WTO  
カンクンWTO閣僚会議報告(その3)
2003年9月

4.日本外交の孤立


 日本は、「農業」問題では、米・EUと立場を異にする。まず、米国からコメの関税引き下げの圧力を受けている。これに対して、EUと共同して「農業の多面的機能」という表現で、コメの生産を守ろうとしてきた。
 しかし、カンクン直前に米国とEUが妥協してしまった。それがそのまま、カンクン草案となった。当然、日本は、途上国の「食糧安保」に同調すべきなのに、米国に気兼ねしてできない。その結果、カンクンの土壇場で、台湾、イスラエル、ブルガリア、リヒテンシュタインといった訳の判らない非途上国を集めて「10カ国提案」を出した。しかも、日本は後ろに隠れて、スイスの提案にしてもらった。しかし、カンクンの交渉では、この提案は、全く無視され、議論にもならなかった。
 「農業」問題では、日本は守勢にある。一方「投資」問題では、途上国に対して攻勢の立場にある。しかも、投資問題では、ブラジルなど工業化が進んだ一部の途上国が、米国との2国間自由貿易地域(FTA)交渉の最中にあり、超大国に単独で向き合うより、WTOのような多国間交渉の場で交渉した方が有利だと、心中ひそかに思っている。そのため、態度が曖昧になっていた。
 一方、日本と共同提案したEUは、投資問題では一枚岩ではない。最も熱心なのは、ドイツだが、その政権内には緑の党がいて、必ずしも企業寄りではない。フランスは強力な農民勢力を抱え、投資と引き換えに補助金撤廃を飲むわけにはいかない。
 しかし、日本は、経団連が、優先事項の第1に「投資」を挙げており、大挙して政府代表団に入り、圧力をかけていた。
 そこで、日本は、「投資」を「農業」に先だって議題にすることにした。しかし、日本は日頃から途上国との付き合いがないため、情勢を全く見誤ってしまった。これは日本の戦略的な失敗であった。その意味では、カンクン交渉の失敗の"責任"の一翼を担っているとも言えるかも知れない。
 とこらがアフリカなどの最貧国は、WTOだろうが、2国間だろうが、多国籍企業の投資はなかったし、また将来、投資がくるという見込みもない。彼らは、投資を含む「シンガポール項目」をWTOの交渉議題にすることに断固として反対していた。その数はWTO加盟国の大半を占めていた。日本は、このことを見過ごしてしまった。

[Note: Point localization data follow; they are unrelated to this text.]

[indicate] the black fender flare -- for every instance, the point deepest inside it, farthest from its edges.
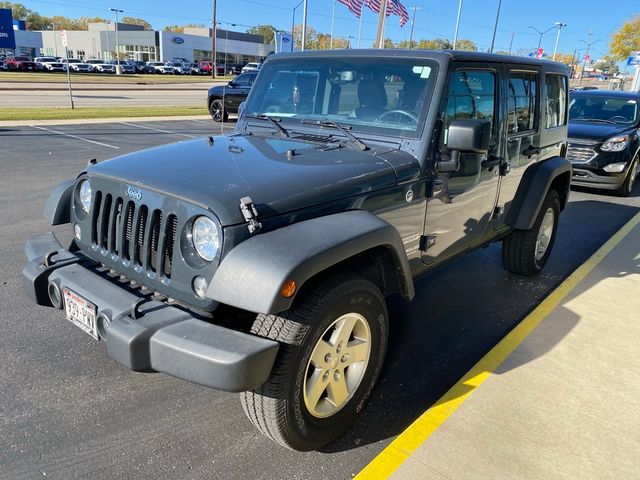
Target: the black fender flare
(534, 185)
(57, 210)
(252, 274)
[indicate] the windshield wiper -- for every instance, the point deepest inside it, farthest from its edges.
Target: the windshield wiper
(601, 120)
(274, 121)
(326, 123)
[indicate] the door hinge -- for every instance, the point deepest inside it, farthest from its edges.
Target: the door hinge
(250, 214)
(427, 241)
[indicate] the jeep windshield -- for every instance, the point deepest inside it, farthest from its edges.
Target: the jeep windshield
(370, 95)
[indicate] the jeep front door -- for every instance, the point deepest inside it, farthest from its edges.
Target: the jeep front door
(461, 202)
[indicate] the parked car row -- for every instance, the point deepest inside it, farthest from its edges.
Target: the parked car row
(177, 66)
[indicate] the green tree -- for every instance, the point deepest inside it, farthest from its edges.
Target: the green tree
(136, 21)
(626, 39)
(265, 30)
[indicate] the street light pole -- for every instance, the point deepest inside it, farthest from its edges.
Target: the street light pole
(541, 33)
(559, 26)
(214, 25)
(116, 11)
(455, 36)
(304, 25)
(495, 27)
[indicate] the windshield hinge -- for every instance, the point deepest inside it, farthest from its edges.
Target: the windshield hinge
(250, 214)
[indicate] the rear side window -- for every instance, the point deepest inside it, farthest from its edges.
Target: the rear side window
(522, 101)
(556, 100)
(472, 96)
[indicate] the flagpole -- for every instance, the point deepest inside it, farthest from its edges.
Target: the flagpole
(333, 18)
(360, 26)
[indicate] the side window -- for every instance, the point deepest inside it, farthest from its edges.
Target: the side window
(556, 100)
(522, 102)
(471, 96)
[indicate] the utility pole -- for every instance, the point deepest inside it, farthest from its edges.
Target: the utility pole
(559, 25)
(495, 27)
(455, 36)
(304, 26)
(118, 70)
(214, 33)
(413, 22)
(586, 55)
(381, 21)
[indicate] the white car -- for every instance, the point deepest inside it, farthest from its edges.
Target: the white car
(51, 64)
(101, 66)
(251, 67)
(160, 67)
(179, 68)
(78, 65)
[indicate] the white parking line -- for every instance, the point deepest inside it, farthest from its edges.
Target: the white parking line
(76, 137)
(158, 129)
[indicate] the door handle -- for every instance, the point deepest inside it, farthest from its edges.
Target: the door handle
(531, 150)
(491, 162)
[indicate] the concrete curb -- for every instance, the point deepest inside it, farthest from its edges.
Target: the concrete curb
(81, 121)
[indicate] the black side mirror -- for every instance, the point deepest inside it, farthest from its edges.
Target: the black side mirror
(469, 136)
(464, 136)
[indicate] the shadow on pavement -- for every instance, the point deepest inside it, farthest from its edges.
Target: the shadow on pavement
(460, 312)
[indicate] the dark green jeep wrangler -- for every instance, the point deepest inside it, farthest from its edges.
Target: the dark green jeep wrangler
(259, 261)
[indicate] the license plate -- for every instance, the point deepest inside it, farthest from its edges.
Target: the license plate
(80, 312)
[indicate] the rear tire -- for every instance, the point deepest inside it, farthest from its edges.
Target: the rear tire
(217, 111)
(526, 252)
(627, 186)
(332, 346)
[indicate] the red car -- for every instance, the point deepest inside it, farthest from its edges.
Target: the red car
(20, 63)
(205, 66)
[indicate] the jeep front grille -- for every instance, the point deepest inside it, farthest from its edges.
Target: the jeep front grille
(138, 236)
(580, 153)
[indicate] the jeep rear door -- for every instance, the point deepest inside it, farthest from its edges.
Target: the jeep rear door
(461, 203)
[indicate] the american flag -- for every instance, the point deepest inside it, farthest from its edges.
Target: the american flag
(354, 6)
(394, 7)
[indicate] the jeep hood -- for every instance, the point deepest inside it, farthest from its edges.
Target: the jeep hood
(279, 174)
(596, 131)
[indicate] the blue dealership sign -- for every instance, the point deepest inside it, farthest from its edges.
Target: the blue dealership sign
(7, 38)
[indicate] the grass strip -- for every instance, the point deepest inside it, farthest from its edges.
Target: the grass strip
(37, 113)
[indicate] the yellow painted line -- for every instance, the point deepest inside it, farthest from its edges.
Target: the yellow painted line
(415, 435)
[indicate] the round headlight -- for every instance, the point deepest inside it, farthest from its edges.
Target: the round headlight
(206, 238)
(85, 195)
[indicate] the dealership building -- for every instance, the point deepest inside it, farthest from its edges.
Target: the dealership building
(135, 43)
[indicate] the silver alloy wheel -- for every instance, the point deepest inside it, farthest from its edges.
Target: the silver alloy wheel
(337, 365)
(545, 233)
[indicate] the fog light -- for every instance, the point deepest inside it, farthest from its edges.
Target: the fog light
(200, 287)
(615, 167)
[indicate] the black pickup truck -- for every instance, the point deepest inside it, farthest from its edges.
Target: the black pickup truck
(259, 261)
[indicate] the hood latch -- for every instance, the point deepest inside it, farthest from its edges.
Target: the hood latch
(250, 214)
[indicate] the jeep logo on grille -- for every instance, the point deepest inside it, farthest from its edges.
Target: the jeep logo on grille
(133, 193)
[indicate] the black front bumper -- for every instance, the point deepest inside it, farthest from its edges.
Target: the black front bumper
(148, 335)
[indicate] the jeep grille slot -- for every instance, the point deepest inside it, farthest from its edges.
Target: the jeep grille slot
(134, 234)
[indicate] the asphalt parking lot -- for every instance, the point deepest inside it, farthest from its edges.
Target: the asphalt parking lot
(68, 411)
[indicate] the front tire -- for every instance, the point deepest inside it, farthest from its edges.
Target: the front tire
(332, 346)
(526, 252)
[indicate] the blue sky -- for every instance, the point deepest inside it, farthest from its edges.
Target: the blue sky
(435, 18)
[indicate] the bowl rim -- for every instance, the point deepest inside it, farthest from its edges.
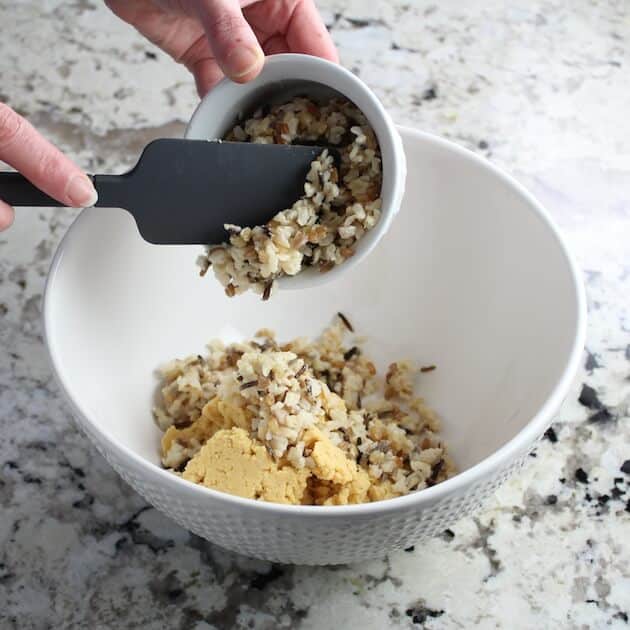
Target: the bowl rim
(497, 460)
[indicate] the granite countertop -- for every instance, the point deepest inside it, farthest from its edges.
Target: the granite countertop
(542, 90)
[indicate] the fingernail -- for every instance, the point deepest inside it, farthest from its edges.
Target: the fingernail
(243, 61)
(81, 192)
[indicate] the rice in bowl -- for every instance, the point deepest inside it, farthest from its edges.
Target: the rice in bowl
(303, 422)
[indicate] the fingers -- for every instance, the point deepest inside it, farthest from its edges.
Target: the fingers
(232, 41)
(41, 163)
(6, 215)
(276, 45)
(307, 33)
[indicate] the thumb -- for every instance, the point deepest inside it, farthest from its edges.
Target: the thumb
(22, 147)
(231, 39)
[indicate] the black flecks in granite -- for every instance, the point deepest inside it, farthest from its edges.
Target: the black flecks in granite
(31, 479)
(616, 493)
(83, 503)
(362, 23)
(581, 475)
(430, 94)
(592, 362)
(420, 613)
(551, 435)
(603, 415)
(168, 589)
(261, 581)
(588, 397)
(482, 543)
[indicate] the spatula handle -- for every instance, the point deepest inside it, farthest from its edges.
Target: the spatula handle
(16, 190)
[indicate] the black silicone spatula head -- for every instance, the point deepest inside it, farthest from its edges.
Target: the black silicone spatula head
(184, 191)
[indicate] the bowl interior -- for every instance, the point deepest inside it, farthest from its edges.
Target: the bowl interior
(470, 278)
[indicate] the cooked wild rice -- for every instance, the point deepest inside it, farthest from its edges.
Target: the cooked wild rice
(339, 205)
(279, 393)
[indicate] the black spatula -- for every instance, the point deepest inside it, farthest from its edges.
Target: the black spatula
(184, 191)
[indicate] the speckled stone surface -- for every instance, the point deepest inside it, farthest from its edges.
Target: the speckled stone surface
(542, 89)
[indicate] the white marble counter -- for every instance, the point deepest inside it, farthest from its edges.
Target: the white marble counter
(542, 88)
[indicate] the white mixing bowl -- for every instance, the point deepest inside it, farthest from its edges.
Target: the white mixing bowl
(472, 276)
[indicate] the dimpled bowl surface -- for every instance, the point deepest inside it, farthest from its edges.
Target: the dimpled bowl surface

 WTOには、議長が20数カ国を指名して秘密交渉をし、それを総会にかけて採択するという「グリーンルーム」という不透明な交渉の慣行がある。「投資」についても9カ国の「ミニ・グリーンルーム」が開かれたが、不思議なことにこの議題の最大の提案国である日本は呼ばれなかった。
 ここでの交渉も不調に終わった。続いて開かれた32カ国の拡大グリールーム会議で、ケニアのキテュイ開発相がアフリカを代表して「シンガポール項目を交渉の議題にするなら退場する」と述べた時、メキシコのデルベス議長の「会議は終り」と宣言した。これはWTO閣僚会議の決裂を意味した。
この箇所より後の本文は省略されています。